Sweeney Todd Featured 3

Sweeney Todd is one of musical theater’s darker works, and one of its most popular. And why not? Who doesn’t love a good ghost story / urban legend? 

Ghost stories serve several very important purposes. They provide an enjoyable adrenaline rush that helps us learn to manage stressful moments IRL. They teach us what not to do (“don’t open that door!”), and they remind us of the darker side of life and human nature.

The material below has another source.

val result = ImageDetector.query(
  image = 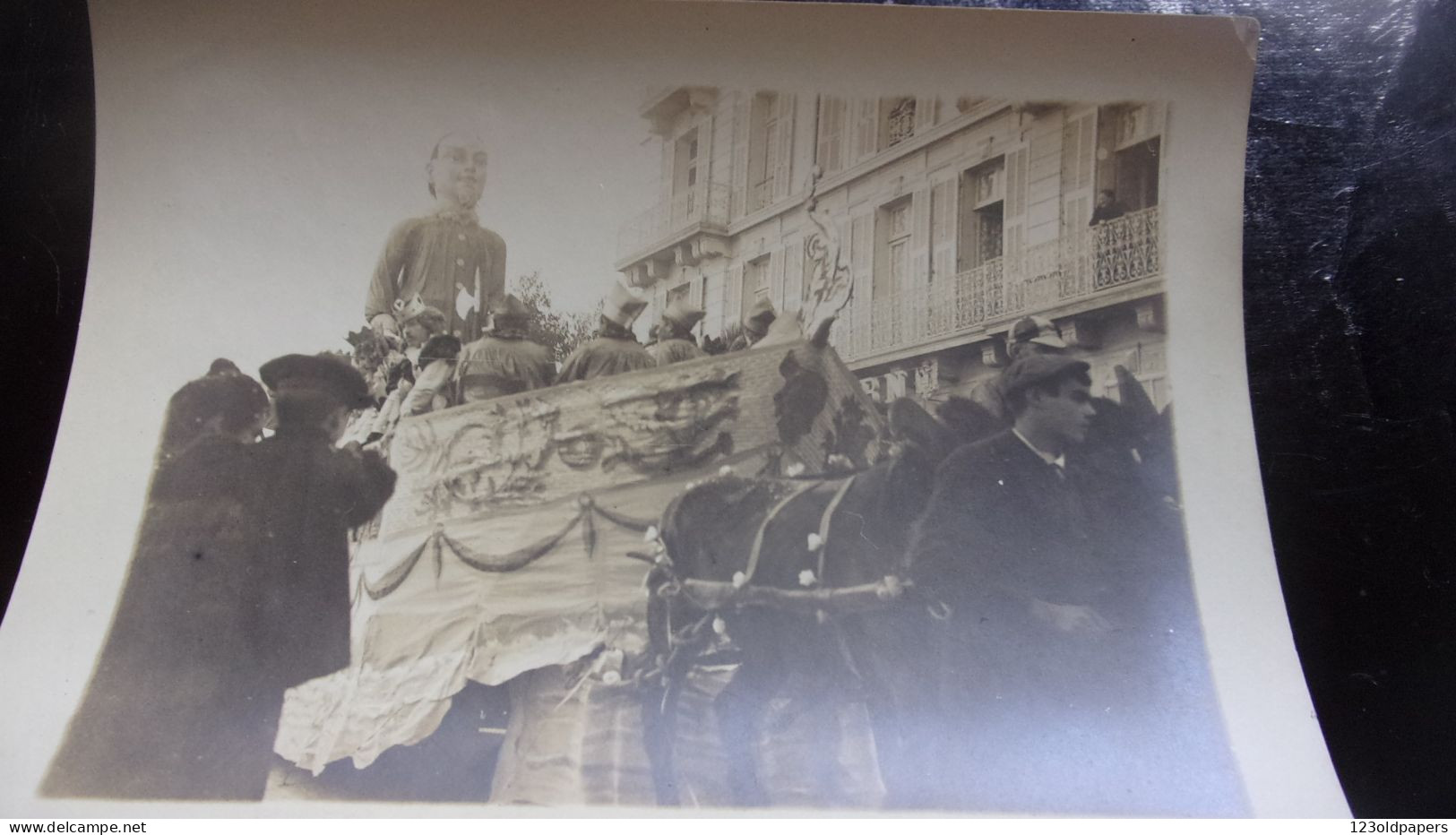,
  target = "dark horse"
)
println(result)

One of the darkest facts of life is mental illness. Whether through delusion, dementia or other mental disorder, I can think of few fates scarier than losing one’s grip on reality and becoming lost between fantasy and reality. In dreams we generally learn to trust our subconscious because we know that morning is coming. But what if morning never comes? What if we know that what we see and experience is not, could not be real, but it is so pervasive and compelling that it supplants our judgement and our reality.

And what if in seeking help, the cure is worse than the disease? The treatment of mental illness in the early 20th century was a well intentioned catalog of horrors. Extended isolation, medieval restraints, toxic medications, and early attempts at psychosurgery which eventually lead to “miracle" treatments like lobotomy and electroshock therapy. Many casualties paved the way to success; failures that left patients dead, or even worse - locked in their psychosis for the rest of their lives.

Patients battling heroically with and against their demons, desperate to return to reality, unable to tell friend from foe. Striking out blindly, inadvertently hurting the ones they love. This is the tragedy of this Sweeney Todd.